We Like Monsters is a Denver-based indie rock band that has built a sound and scene from the ground up. This young band draws on inspiration from contemporary pop-music in the vein of 70’s rock, 80’s post-punk, 90’s alternative, and the electronic dance wave of the millennium. They are not an imitation of those who came before, however; they’ve drawn on their collective influences and ventured forward into new territory. By experimenting with instrumentation and electronic sounds, pulling in elements of the avant garde, and drawing on each member’s strong musicianship, they’ve created a sound all their own.
Their unique sound has already caught the attention of music fans and tastemakers, including Denver radio personality Alf, who recently debuted "Secret Frequency" on the KTCL Locals Only show. With the release of their first music video for "Le Tigre", the band has proven that nothing is off-limits when it comes to their creative muse. Few artists would attempt to set an ode to self-deprecation to footage from an exuberant 1960’s Bollywood dance routine, but We Like Monsters pulls it off with style, and the end result is nothing short of intoxicating.
The history of the band is rooted in a nearly decade-long collaboration between veteran Colorado musicians Timothy White (vocals and keys) and Joe Crowley (guitar). The two began writing songs together as teenagers and maintained a creative partnership over the years. In their newest collaboration, Crowley weaves shadowy verses of rhythmic melodies that build to anthemic choruses. White seamlessly harmonizes on keys and cuts through the miasma with distinctive baritone vocals.
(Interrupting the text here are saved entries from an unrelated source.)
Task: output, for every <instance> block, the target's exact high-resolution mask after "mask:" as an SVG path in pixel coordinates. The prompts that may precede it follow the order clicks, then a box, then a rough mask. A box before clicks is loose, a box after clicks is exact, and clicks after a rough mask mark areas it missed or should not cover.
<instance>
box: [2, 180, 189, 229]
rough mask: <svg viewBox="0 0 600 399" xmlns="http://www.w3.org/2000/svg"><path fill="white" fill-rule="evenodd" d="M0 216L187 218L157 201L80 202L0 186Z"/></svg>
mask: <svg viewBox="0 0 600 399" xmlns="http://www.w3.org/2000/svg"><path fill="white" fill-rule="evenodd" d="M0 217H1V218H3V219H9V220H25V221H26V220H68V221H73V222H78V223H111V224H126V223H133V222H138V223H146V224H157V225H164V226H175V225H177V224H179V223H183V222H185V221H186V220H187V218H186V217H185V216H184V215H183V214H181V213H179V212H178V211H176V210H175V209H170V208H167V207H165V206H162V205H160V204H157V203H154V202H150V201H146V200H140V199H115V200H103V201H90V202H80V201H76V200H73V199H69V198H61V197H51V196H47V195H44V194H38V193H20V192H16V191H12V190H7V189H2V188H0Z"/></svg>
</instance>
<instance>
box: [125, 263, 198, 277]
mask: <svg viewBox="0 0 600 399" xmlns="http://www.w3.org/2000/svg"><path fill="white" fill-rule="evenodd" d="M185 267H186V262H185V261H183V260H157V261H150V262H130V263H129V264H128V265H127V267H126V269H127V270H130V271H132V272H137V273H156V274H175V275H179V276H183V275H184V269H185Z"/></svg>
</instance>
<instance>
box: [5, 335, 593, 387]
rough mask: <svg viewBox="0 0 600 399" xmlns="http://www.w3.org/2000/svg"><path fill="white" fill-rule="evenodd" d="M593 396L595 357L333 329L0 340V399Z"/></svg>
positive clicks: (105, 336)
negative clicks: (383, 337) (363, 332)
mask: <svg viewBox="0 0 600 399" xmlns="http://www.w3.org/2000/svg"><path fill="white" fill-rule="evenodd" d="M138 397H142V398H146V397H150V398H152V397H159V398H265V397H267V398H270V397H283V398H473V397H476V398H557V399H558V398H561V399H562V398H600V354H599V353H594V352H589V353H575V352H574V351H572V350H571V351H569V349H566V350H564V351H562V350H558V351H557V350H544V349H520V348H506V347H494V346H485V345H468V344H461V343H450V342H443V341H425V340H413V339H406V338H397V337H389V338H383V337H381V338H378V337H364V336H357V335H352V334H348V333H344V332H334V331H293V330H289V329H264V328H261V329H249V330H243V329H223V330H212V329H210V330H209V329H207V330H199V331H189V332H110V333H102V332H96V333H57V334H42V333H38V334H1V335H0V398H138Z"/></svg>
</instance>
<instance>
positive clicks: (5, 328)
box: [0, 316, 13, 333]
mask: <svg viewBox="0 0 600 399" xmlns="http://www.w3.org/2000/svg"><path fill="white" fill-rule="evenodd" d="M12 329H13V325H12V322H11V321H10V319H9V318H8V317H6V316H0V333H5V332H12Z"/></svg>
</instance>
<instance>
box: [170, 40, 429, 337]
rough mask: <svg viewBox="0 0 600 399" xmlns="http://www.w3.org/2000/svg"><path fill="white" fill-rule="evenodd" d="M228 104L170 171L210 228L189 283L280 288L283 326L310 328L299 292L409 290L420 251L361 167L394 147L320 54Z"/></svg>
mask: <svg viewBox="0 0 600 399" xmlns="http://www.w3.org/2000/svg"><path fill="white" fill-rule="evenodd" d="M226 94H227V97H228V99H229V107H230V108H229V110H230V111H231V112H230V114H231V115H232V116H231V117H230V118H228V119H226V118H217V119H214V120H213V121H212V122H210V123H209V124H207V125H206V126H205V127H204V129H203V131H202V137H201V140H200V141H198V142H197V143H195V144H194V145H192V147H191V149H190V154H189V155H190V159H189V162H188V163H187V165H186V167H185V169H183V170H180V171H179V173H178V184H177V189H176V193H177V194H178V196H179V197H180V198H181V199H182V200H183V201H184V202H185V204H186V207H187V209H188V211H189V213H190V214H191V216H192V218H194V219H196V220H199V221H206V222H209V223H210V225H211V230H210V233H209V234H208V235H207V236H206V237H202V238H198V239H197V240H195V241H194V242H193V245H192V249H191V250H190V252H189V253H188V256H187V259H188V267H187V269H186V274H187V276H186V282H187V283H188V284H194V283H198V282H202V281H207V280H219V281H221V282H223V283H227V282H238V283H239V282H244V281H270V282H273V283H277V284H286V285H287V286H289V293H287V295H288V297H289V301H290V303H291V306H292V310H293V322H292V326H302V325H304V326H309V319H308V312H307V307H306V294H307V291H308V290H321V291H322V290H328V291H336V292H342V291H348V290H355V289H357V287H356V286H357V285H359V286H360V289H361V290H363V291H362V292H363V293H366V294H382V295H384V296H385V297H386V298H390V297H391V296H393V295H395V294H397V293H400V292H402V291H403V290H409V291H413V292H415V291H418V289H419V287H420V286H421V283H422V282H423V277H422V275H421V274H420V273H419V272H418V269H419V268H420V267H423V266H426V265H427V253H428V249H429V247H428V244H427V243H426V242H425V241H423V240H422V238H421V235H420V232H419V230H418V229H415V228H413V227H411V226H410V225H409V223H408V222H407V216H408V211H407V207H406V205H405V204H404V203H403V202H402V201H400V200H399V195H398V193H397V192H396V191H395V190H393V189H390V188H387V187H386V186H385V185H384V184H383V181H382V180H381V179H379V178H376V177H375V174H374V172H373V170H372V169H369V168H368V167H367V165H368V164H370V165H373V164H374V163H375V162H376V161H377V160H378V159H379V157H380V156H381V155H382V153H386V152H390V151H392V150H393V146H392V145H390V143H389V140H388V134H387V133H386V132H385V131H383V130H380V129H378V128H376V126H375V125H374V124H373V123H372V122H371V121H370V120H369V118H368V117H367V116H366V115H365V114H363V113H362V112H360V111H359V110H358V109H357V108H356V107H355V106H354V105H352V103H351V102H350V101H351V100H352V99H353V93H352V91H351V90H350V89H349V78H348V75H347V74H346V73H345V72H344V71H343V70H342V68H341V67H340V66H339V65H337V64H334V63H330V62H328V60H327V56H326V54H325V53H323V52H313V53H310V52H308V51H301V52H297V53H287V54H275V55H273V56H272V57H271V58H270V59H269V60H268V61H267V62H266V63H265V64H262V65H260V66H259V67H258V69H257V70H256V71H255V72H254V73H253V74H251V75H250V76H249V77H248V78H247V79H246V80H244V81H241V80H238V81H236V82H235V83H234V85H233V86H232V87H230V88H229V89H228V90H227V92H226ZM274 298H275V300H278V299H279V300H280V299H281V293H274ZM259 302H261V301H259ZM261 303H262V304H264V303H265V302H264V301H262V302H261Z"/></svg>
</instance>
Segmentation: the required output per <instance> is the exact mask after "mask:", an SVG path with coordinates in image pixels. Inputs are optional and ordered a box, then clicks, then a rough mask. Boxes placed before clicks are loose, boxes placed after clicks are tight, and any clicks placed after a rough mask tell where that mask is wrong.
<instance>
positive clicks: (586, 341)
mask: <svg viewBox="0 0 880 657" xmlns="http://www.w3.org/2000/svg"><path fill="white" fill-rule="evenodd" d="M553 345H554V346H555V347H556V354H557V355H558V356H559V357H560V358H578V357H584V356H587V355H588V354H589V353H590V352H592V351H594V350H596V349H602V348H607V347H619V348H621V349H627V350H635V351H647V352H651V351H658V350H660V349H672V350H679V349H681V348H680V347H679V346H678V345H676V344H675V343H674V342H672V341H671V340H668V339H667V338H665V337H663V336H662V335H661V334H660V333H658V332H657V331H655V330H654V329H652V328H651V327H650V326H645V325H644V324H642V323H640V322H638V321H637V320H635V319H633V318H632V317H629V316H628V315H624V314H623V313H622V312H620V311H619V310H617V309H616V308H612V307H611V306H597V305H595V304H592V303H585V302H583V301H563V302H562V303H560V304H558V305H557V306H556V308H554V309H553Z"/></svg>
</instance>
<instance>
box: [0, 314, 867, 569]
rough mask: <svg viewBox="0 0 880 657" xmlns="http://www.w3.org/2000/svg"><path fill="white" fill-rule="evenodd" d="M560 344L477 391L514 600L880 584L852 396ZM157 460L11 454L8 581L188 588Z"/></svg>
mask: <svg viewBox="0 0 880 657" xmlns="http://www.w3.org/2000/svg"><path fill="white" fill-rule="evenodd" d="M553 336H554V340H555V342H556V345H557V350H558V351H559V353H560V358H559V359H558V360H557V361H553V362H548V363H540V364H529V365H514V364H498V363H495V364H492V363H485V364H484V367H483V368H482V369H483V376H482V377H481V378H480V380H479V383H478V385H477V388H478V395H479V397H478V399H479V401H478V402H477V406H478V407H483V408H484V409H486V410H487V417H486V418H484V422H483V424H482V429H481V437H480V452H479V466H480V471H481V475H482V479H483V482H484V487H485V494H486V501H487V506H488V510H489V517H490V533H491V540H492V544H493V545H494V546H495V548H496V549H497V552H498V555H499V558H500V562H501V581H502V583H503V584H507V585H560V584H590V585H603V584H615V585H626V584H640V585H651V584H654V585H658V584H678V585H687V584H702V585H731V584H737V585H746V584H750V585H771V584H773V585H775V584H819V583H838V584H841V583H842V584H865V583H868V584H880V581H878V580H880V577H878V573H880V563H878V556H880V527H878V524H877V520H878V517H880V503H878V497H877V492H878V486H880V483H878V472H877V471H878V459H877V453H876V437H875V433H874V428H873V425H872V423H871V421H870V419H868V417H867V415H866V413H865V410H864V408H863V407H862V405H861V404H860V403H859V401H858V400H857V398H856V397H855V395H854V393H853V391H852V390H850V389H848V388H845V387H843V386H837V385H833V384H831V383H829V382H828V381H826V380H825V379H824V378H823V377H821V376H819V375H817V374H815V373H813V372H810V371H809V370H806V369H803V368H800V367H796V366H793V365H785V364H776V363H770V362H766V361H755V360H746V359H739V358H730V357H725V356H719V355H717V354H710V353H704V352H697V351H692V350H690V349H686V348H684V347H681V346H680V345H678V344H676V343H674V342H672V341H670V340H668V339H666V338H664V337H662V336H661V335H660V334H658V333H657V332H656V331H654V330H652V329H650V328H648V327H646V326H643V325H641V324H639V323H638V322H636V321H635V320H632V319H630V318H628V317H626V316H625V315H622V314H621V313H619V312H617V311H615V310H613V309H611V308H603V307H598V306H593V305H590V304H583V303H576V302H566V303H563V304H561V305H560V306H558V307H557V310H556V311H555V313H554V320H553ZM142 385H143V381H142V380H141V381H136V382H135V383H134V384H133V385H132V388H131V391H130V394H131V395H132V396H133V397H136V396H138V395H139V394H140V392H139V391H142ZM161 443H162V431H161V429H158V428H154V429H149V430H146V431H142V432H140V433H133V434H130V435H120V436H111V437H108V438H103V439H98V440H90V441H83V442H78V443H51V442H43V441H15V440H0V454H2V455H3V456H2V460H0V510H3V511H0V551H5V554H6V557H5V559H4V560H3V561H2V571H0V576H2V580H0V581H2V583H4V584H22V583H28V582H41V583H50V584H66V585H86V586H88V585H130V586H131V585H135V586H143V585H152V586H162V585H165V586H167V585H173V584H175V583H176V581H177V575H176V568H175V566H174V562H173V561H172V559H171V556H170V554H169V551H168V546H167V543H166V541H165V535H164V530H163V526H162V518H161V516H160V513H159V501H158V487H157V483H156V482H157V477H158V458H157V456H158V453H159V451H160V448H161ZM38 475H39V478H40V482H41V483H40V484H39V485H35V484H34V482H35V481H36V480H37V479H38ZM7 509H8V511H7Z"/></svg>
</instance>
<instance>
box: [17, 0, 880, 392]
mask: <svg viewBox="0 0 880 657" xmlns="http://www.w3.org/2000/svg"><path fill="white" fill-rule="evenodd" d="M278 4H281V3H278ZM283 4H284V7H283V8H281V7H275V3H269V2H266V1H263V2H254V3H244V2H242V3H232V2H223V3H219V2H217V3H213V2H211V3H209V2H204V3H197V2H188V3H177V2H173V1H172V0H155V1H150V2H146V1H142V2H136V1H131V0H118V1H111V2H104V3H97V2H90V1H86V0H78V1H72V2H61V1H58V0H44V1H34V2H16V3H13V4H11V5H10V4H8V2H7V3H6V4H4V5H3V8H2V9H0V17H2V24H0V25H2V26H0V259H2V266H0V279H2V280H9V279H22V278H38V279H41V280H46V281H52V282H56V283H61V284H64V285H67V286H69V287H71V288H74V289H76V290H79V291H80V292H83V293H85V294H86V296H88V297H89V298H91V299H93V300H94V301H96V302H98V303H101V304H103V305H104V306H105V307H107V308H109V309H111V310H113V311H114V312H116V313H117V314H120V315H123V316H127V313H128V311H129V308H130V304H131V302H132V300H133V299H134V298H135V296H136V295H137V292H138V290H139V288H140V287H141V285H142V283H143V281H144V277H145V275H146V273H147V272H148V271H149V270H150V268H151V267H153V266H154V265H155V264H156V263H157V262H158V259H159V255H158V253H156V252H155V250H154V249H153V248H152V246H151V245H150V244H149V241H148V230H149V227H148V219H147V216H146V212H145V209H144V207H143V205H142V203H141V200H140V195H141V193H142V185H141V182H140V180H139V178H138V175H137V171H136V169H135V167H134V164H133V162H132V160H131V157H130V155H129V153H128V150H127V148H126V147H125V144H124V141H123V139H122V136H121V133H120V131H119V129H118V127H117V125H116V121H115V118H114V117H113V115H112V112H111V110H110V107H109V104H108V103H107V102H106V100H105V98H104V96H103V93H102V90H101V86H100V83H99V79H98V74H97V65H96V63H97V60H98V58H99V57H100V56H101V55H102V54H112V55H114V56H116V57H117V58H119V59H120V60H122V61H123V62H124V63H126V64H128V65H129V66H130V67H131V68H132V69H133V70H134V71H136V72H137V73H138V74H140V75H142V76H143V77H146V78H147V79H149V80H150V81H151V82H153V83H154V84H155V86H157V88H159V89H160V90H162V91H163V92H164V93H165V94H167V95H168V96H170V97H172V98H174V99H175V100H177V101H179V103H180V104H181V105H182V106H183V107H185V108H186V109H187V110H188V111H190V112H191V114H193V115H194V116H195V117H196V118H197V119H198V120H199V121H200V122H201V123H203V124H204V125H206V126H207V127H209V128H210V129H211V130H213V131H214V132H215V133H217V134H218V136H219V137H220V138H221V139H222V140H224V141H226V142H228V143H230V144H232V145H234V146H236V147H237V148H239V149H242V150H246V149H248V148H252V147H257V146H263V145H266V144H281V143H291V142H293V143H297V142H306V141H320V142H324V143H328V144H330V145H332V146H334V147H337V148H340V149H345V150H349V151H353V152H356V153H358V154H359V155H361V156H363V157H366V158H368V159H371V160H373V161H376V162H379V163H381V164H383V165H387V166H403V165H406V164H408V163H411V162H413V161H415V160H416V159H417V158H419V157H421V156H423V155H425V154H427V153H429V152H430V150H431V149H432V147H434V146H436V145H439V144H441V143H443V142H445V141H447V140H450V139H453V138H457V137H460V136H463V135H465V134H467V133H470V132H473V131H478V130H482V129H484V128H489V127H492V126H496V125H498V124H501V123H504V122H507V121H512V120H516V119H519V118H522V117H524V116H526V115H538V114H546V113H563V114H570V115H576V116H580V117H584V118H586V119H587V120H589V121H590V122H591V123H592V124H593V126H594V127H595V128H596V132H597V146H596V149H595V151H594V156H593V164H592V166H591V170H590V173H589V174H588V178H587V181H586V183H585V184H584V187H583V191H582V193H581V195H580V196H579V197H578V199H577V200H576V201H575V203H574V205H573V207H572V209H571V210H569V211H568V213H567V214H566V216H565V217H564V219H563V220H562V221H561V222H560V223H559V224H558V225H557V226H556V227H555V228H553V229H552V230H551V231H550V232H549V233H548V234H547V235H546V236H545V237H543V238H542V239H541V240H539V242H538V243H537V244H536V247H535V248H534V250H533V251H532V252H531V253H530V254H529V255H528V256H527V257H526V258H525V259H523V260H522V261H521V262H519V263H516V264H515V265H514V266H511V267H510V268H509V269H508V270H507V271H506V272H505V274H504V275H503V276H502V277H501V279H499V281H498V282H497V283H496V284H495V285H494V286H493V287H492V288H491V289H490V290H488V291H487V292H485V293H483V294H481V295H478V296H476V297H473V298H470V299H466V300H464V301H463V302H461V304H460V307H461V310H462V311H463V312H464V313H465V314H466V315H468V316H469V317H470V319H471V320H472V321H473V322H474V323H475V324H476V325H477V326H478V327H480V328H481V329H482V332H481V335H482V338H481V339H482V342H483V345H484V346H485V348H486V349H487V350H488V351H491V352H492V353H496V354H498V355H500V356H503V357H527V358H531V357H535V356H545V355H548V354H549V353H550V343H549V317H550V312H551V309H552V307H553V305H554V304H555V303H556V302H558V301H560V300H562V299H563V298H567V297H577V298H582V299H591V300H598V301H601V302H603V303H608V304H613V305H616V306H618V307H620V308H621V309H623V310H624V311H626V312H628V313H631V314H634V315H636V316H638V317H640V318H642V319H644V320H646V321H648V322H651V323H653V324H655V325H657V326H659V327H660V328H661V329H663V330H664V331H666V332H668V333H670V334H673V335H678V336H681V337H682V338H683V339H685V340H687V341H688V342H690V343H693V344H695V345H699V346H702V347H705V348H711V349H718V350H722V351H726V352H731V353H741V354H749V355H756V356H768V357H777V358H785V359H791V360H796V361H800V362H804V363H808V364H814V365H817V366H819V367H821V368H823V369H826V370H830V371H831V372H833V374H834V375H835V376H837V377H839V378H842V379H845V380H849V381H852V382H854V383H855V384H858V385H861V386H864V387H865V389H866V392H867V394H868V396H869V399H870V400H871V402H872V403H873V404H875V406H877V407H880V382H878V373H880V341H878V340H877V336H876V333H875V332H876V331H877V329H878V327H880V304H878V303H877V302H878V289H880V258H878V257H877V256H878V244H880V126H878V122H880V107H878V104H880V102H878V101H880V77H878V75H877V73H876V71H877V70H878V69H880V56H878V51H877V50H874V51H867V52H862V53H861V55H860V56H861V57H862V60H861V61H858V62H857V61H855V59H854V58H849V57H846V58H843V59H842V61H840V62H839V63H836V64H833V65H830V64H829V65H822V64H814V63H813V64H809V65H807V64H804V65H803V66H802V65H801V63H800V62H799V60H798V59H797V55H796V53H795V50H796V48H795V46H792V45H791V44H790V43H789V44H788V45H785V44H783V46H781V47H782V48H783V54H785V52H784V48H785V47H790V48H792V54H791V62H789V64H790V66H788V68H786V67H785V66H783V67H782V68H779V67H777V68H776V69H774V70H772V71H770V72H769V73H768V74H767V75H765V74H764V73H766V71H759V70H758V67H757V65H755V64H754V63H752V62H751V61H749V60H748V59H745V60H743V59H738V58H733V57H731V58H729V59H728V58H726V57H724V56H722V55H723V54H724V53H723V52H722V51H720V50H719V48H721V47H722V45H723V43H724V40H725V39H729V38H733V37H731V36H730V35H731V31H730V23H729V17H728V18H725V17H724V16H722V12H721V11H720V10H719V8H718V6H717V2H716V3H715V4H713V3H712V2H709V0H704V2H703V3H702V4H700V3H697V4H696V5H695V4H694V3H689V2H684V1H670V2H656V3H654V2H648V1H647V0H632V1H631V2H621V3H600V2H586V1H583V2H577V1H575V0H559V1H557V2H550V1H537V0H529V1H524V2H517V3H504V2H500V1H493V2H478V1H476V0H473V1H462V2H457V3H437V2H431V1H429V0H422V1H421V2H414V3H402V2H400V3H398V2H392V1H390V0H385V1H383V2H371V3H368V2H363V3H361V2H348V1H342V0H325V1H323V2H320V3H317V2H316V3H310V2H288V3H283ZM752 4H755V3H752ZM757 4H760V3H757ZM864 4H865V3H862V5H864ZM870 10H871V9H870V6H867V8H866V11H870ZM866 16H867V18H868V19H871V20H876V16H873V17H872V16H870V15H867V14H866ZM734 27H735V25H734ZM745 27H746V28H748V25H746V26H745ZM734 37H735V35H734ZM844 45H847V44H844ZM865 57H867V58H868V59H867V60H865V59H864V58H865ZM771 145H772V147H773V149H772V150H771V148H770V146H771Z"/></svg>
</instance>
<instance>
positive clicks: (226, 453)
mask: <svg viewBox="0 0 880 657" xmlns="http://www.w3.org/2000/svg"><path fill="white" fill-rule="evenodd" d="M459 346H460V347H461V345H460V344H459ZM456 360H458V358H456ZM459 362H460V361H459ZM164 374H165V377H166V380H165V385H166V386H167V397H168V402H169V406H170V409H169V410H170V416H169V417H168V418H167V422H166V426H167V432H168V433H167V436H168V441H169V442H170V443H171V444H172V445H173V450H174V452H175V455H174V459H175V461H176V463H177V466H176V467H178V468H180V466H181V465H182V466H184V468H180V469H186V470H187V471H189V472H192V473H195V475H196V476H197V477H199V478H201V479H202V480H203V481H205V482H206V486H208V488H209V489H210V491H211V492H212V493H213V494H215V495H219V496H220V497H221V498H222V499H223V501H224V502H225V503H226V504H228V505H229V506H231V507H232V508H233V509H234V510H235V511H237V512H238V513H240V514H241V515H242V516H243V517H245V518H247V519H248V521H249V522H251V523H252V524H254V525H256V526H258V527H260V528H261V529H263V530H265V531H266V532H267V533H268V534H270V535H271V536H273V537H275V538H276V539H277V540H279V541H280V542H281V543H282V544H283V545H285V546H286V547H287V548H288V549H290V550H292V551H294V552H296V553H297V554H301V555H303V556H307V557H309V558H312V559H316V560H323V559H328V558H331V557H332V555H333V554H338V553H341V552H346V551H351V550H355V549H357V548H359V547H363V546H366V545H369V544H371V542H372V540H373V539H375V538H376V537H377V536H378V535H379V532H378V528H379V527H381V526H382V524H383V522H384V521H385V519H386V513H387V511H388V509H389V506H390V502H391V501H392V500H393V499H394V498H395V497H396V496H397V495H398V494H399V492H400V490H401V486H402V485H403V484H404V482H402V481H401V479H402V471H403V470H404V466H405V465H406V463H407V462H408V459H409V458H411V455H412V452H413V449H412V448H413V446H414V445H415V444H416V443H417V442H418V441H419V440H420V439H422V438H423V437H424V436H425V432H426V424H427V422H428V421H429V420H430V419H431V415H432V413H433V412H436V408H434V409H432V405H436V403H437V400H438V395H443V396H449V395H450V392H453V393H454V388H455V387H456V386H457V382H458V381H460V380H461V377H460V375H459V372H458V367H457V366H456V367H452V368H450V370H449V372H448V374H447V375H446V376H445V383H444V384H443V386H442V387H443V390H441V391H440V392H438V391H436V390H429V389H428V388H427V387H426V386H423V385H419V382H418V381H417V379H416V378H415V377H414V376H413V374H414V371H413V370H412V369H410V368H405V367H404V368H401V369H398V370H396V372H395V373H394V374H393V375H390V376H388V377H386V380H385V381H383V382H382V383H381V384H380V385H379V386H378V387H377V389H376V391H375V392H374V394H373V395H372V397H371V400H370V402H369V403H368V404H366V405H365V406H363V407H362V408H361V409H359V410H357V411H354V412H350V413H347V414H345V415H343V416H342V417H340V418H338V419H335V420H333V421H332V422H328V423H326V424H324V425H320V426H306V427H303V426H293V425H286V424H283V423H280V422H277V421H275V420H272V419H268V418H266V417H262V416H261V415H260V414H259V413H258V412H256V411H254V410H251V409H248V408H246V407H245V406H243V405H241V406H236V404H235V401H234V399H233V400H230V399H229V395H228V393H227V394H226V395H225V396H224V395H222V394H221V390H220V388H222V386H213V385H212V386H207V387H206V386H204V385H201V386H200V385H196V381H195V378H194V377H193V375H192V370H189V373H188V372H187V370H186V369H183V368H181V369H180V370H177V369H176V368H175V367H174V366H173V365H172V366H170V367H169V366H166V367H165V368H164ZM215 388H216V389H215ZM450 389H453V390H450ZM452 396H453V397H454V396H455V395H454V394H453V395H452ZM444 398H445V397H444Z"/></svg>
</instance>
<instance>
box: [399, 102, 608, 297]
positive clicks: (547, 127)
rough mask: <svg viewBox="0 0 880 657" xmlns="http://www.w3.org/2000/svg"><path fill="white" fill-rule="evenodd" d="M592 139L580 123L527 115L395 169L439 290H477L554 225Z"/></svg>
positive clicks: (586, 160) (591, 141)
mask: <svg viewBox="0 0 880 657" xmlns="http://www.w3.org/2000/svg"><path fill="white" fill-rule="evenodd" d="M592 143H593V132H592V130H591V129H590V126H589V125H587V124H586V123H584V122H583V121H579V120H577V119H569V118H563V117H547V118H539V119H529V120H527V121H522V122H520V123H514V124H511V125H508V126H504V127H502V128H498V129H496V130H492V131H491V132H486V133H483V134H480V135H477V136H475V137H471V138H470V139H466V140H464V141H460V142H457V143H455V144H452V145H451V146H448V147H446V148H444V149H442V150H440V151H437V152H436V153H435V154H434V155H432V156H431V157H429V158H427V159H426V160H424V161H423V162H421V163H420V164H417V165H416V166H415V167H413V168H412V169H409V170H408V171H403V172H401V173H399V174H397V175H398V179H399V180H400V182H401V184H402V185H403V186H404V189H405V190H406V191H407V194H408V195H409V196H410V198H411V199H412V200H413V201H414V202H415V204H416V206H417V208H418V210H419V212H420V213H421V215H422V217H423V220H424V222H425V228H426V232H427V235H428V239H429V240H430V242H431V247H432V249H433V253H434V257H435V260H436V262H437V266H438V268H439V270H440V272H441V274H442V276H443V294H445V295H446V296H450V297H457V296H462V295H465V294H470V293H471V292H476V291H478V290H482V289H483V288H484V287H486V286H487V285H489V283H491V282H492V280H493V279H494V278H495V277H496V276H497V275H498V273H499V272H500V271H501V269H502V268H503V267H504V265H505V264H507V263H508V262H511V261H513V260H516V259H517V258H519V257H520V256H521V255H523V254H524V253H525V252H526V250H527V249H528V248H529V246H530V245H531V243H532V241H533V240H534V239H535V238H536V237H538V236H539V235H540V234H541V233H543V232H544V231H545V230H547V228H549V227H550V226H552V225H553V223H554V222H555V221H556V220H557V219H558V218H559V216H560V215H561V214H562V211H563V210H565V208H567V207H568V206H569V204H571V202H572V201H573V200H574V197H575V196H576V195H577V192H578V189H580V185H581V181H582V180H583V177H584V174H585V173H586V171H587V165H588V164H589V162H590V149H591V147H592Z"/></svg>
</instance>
The duo is joined by native New Zealander Somchai Peri (bass) who brings a sharp rhythmic sense to the group. With roots in the DJ realm, his years behind the decks can be heard in the band’s infectiously danceable sound. We Like Monsters is rounded out by trigger-man and accomplished jazz performer, Brian Campbell (synthesizer, samples and trumpet) whose understanding of arrangement and improvisation pull the quartet’s varied skills together into a unified voice.
The band got their start in a deserted downtown factory turned state-of-the-art music studio and performance space. The aptly renamed Factory was renovated by White and Crowley, and repurposed as a haven for musicians and artists to create and collaborate. Part visual art gallery, part indoor skatepark and multimedia playground&emdash;stages, screens, speakers, cables and myriad instruments abound. If the Factory conjures up images of a Warholian-style artist collective, it should. Much like Warhol’s once was, this Factory is a breeding ground for new ideas and emerging talent. For months, the band sequestered themselves there to write, record and hone their sound; all the while gaining a steady following through impromptu, dynamic live performances. (Watch "Secret Frequency", live at The Factory). The birthplace of We Like Monsters speaks volumes to their identity as a band that’s motivated by reinvention and isn’t afraid to carve out their own place in the annals of pop culture.
As a group, We Like Monsters defies easy genre-categorization. The band’s songwriting blends pop sensibility with hard-hitting rock riffs and pulsing, dance-worthy beats. Each song is an elegantly crafted composition, layered with White’s lyrics that take journeys through heartache and redemption and go on flights of the imagination that land in unexpected places. The sound is accessible but hardly predictable, and with nods to Joy Division, LCD Soundsystem, the Gorillaz, Echo and the Bunnymen, and the Talking Heads, they aren’t afraid to wear their influences on their sleeves, but there is bold innovation waiting around every melodic turn.